Wie sich Flüchtlinge in Deutschland fühlen, kann Roberto Ciulli nachempfinden. Er selber hatte mit 26 Jahren erfolgreich das Zelttheater Il Globo in Mailand gegründet, überlebte als junger Mann knapp einen Herzinfarkt und machte dann einen radikalen Lebens-Einschnitt: 1965 ging er nach Deutschland, wo er zunächst als Fabrikarbeiter und Fernfahrer anfing. Sein künstlerischer Weg begann als Beleuchter und Regieassistent in Göttingen, führte über Köln als Schauspieldirektor nach Mülheim, wo er 1980 Mitbegründer des Theater an der Ruhr war. Über seine persönliche „Theater-Reise“ spricht der 81-Jährige im Interview.

Was war der Auslöser, Mailand zu verlassen und nach Deutschland zu gehen?

Wenn man mit 29 Jahren einen Herzinfarkt bekommt und schon für tot erklärt war, dann stellt man sich Fragen. Ich komme aus einer großbürgerlichen Familie und einer Stadt des Geldes. Da habe ich mich gefragt: Ist dies wirklich dein Ort, deine Heimat? Ich fand diese Stadt damals unerträglich – die Gesellschaft, meine Familie. Mit dieser Welt hatte ich nichts am Hut. Als Kind wollte ich Missionar werden. Ich habe Philosophie studiert, ich hatte ganz andere Ideale, wollte sogar ein Hospital in Afrika gründen. Nach meiner Genesung bin ich ein Jahr lang gereist. Meine politische Gesinnung war – noch vor der 68er Bewegung – die Linke, die kommunistische Partei und die Arbeiterbewegung. Da habe ich mich entschieden: Ich gehe nach Deutschland.

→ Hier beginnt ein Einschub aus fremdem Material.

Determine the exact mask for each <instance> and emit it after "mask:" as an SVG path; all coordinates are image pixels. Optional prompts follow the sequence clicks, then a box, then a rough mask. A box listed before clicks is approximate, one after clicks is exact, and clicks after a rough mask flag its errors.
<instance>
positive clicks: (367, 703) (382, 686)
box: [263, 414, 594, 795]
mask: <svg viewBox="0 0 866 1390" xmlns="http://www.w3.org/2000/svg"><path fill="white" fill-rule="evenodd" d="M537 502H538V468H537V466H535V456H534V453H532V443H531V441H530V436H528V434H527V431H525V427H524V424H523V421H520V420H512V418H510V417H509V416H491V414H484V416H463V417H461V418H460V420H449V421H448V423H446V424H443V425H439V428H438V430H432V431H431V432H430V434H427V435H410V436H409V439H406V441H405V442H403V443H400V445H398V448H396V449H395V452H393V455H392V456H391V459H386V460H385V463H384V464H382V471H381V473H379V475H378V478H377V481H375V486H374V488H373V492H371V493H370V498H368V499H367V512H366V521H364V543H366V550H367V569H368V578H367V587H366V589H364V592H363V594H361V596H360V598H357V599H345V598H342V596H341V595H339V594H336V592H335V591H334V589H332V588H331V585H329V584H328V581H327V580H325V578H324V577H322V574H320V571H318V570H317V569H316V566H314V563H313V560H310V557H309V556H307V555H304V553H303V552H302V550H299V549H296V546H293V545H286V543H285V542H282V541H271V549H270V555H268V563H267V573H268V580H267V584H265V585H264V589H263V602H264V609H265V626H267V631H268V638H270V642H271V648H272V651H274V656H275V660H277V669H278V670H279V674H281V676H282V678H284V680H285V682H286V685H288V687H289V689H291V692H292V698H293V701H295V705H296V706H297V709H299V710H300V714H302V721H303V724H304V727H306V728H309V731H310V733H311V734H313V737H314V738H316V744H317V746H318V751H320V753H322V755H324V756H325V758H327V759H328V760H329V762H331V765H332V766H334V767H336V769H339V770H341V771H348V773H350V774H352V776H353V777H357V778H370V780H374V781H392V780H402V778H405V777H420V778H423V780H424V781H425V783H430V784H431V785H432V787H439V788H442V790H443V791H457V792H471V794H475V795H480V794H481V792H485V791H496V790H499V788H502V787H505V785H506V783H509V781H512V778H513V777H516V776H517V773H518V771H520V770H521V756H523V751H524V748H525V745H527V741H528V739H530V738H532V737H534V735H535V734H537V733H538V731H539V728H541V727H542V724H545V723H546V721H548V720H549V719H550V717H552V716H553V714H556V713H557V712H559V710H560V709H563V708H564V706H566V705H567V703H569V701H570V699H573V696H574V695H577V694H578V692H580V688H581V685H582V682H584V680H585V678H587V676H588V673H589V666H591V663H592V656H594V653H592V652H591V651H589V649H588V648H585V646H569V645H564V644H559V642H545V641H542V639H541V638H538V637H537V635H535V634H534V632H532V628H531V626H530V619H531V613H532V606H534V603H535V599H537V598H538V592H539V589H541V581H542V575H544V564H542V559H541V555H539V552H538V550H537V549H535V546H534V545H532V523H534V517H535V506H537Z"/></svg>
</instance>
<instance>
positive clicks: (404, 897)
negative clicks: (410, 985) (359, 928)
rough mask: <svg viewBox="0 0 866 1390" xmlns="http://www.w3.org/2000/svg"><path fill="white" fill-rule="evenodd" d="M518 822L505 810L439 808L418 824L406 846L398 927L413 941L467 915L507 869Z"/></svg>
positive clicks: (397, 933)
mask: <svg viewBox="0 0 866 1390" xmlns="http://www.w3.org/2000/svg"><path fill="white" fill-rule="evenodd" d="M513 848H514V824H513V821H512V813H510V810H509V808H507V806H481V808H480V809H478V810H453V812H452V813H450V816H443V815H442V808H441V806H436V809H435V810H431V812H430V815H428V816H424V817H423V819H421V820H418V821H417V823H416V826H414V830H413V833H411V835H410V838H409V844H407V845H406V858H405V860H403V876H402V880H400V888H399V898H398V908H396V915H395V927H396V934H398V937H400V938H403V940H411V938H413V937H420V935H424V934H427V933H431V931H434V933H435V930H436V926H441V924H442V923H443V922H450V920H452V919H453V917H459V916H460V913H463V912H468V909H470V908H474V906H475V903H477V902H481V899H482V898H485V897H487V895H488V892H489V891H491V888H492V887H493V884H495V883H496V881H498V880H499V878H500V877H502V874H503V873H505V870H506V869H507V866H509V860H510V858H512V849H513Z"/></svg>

Wie war der Anfang in einem fremden Land?

In Deutschland habe ich zunächst als Gastarbeiter bei Bosch gearbeitet. Da fiel dann der Name Chentrens weg, ich hieß fortan Roberto Ciulli, um diesen Duft von Großbürgertum mit zwei Namen, Roberto Ciulli Chentrens aus dem französischen Savoyen, loszuwerden. Ich wollte einen kompletten Neuanfang. Natürlich hatte ich als Gastarbeiter einen privilegierten Status, ich hatte schließlich schon in Italien ein Theater gegründet und war Doktor der Philosophie.

Als Arbeiter anzufangen, war also eine bewusste Entscheidung?

Ja, einerseits wollte ich als einfacher Arbeiter anfangen, anderseits konnte ich auch die Sprache nicht. Ich hatte auch nicht vor, die Theaterlaufbahn einzuschlagen. Ich wollte mein eigenes Geld verdienen. Bei Bosch zu arbeiten, das war auch eine politische Entscheidung. Nachts schrieb ich an einem Roman. In dieser Zeit dachte ich, ich werde Schriftsteller.